Sections

Services

Information

UK United Kingdom

Social acceptance of alcohol allows us to ignore its harms

Most of us forget that alcohol is a drug so when asked to name drug-related problems, we tend to think of illegal drugs such as cannabis or heroin. But most of us drink, and drinking is an accompaniment…

The increasing liberalisation of alcohol normalises drinking and consumption becomes enmeshed in the daily fabric of life. Image from shutterstock.com

Most of us forget that alcohol is a drug so when asked to name drug-related problems, we tend to think of illegal drugs such as cannabis or heroin. But most of us drink, and drinking is an accompaniment to a growing array of activities.

People enjoy alcohol for a number of reasons, such as its symbolic meaning (celebration, commiseration, the end of the working day), its taste, the sense of identity and belonging we experience from drinking with our friends, as well as its physical effects – although we may not necessarily want to think we use it as an intoxicant.

When the fact that alcohol causes harm is acknowledged, language conveniently distances us from asking whether our own drinking is worth thinking about. Terms such as “alcohol abuse” or “alcohol misuse” reinforce the idea that risky drinking and related harm are something that happens to others – to a small minority of different people.
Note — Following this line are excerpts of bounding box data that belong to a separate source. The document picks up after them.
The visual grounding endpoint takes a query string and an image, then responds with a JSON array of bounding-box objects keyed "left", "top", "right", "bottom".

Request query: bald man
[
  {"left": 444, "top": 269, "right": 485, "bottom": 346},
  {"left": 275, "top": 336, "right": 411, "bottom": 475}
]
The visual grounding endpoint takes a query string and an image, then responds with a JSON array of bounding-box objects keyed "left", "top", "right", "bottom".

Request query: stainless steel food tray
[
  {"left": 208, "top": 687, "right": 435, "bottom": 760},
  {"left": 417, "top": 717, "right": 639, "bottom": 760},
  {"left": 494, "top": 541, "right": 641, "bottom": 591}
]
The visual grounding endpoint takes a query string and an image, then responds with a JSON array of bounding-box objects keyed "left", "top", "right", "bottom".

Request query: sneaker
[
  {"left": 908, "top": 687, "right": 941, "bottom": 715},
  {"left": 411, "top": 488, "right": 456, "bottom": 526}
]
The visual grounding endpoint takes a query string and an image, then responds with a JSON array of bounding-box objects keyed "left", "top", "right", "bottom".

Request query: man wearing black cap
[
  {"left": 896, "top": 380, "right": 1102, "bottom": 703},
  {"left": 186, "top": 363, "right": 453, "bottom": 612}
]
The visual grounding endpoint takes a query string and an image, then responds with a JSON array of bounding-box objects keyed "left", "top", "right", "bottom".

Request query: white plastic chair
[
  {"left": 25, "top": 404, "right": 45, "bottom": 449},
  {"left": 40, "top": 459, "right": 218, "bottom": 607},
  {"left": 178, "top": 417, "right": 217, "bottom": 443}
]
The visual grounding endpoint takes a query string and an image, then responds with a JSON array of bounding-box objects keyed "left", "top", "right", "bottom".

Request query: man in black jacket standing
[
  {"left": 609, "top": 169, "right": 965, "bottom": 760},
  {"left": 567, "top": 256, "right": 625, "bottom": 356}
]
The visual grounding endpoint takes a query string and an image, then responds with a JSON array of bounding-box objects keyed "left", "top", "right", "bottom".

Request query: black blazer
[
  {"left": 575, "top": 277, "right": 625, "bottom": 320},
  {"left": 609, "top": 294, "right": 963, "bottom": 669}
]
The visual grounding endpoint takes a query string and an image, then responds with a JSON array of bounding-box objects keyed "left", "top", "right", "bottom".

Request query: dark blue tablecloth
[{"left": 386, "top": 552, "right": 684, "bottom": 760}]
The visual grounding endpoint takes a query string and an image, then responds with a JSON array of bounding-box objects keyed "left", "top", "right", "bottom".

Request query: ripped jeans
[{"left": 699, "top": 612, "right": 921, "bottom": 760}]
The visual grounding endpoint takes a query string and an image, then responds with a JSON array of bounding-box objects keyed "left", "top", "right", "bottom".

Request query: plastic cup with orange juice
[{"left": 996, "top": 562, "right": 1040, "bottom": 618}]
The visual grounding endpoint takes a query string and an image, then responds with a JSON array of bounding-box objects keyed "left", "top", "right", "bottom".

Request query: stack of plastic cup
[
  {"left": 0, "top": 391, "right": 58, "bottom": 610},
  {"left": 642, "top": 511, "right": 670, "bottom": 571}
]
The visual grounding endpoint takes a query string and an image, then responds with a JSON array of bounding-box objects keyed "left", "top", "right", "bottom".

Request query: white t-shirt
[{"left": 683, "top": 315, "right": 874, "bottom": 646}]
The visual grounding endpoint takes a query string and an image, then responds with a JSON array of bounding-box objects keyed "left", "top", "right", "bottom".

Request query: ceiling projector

And if drinking is the social norm, those who have problems must surely be unusual. This dissuades many from perceiving and taking action to reduce alcohol-related risk. It also allows us to demand that government responses target a small group of “alcohol abusers” and leave the rest of us to enjoy drinking.

While quite a lot of people who drink alcohol experience some adverse consequences, at least on occasion, not many register this as reason enough to think about their drinking habit.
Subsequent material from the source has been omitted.